Image credit: I Can Has Cheezburger
I won't have much time to write today, but I was intrigued by this quotation from UC Berkeley Prof. Emmanuel Saez on how income disparities have shrunk historically:
The top percentile share declined during WWI, recovered during the 1920s boom, and declined again during the great depression and WWII. This very specific timing, together with the fact that very high incomes account for a disproportionate share of the total decline in inequality, strongly suggests that the shocks incurred by capital owners during 1914 to 1945 (depression and wars) played a key role.1 Indeed, from 1913 and up to the 1970s, very top incomes were mostly composed of capital income (mostly dividend income) and to a smaller extent business income, the wage income share being very modest. Therefore, the large decline of top incomes observed during the 1914-1960 period is predominantly a capital income phenomenon.
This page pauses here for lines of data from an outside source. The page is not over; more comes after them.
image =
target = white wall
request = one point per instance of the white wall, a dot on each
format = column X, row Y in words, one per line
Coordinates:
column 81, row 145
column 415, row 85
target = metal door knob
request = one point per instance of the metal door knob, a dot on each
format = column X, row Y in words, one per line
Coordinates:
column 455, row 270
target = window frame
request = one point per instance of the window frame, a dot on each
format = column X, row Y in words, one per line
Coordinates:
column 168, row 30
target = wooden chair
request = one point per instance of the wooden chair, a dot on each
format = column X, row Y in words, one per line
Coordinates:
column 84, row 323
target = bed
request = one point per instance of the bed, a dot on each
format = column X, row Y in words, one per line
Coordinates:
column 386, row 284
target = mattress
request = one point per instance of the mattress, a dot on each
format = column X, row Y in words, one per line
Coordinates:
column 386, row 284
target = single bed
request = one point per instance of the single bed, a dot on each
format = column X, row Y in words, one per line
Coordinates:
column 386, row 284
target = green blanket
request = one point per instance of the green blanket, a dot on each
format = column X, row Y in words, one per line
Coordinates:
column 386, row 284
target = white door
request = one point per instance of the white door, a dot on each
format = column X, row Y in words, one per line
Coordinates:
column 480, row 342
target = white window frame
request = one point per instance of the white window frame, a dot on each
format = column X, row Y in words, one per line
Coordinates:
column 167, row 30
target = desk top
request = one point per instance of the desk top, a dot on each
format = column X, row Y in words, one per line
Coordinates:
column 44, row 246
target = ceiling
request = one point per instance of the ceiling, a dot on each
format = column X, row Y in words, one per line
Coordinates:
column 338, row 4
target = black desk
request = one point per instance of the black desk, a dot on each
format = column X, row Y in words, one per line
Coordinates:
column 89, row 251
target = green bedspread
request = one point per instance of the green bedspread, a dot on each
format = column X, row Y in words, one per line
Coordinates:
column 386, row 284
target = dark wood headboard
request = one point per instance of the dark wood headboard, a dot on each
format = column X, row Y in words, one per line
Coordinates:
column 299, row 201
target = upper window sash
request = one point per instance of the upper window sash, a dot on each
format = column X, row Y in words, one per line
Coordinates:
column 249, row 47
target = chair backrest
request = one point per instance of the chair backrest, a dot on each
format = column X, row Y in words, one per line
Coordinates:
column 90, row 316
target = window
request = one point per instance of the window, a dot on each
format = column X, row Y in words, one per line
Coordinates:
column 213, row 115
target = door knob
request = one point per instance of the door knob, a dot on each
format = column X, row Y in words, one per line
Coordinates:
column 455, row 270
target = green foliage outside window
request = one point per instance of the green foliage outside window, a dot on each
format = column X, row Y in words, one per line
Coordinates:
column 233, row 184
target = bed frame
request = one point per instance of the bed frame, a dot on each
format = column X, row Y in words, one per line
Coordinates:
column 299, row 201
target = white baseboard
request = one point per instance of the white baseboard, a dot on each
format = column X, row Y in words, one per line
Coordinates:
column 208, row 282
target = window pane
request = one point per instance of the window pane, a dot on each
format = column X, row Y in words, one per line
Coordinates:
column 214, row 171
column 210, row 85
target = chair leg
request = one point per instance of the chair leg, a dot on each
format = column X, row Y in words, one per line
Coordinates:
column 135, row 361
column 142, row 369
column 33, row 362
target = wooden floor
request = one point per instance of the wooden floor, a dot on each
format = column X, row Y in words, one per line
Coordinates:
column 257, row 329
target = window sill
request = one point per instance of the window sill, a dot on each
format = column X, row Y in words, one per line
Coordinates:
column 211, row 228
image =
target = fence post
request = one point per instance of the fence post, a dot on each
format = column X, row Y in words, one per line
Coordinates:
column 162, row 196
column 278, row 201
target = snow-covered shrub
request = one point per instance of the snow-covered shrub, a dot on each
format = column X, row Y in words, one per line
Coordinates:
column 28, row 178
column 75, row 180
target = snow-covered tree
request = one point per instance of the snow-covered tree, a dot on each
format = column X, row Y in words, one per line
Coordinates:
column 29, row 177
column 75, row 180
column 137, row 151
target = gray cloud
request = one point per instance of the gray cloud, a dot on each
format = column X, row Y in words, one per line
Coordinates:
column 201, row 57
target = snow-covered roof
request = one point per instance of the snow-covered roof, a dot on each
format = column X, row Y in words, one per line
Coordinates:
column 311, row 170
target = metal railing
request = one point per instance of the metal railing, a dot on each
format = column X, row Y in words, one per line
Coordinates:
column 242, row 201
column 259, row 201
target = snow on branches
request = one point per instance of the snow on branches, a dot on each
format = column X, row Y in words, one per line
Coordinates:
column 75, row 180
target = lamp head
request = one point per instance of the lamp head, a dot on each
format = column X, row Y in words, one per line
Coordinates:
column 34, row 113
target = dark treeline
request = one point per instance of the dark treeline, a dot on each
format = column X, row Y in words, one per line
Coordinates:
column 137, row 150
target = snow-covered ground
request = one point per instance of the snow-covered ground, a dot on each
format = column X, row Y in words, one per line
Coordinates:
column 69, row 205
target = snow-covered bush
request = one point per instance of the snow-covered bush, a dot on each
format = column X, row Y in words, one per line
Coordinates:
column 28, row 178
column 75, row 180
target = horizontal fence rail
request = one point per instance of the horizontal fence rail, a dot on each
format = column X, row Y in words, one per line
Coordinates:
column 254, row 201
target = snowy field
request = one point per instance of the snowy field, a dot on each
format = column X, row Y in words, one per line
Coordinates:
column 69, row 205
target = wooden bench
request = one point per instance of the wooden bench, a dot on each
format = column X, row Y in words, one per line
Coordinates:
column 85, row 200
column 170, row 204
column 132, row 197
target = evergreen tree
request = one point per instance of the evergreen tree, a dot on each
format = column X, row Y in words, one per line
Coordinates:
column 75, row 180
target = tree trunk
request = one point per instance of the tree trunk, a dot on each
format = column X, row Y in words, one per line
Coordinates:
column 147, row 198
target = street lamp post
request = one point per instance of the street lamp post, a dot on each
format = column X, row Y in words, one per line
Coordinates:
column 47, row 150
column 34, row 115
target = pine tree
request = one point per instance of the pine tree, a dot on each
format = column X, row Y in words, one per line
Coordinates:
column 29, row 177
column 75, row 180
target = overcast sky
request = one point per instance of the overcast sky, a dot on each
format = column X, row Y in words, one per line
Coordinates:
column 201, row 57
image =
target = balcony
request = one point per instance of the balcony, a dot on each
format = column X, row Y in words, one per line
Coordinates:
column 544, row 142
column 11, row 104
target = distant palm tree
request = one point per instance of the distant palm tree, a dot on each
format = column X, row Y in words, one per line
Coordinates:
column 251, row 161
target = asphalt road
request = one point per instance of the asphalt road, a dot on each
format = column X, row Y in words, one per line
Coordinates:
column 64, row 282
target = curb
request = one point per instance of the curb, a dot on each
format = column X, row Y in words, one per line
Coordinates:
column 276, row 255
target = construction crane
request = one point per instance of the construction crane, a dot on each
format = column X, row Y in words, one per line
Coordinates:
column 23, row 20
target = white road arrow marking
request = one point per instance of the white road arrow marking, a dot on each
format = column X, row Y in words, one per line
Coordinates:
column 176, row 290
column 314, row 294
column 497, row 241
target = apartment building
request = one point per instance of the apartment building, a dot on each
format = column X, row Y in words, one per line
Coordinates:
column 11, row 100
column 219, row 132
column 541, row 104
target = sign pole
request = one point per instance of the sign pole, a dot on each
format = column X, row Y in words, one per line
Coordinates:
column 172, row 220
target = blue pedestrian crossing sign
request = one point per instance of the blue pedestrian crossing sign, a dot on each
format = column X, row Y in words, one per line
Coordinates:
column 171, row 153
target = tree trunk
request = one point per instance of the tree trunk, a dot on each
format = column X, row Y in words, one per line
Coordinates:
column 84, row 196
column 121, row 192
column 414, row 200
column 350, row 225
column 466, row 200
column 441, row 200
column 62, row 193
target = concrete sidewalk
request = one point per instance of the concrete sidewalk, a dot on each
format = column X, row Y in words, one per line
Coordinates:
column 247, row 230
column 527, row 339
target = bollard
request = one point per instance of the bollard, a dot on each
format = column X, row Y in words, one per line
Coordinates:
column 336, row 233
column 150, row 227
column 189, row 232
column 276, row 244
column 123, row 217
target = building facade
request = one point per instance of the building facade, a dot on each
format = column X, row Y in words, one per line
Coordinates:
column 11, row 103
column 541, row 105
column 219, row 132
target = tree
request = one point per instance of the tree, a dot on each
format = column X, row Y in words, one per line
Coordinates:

Summary: Striking It Richer: The Evolution Of Top Incomes In The United States
"Capital income" is income from investments and the like, as opposed to wages and salaries. They're the sort of income that tend to be earned by the rich.
I haven't seen anyone else make mention of this, and it's a rather ominous point.
The problem is, that didn't happen this time. What happened was that the government poured something like $15 trillion into the banking system in a way that protected rich people, and didn't provide much capital. The adjustment you'd expect to have been made in this downturn, rich people earning less, didn't happen.
So, not only do we get to look forward to slow growth and few new jobs, but the people who caused this meltdown are doing as well as ever. All the crap we've gone and will go through, in other words, hasn't done any good at all.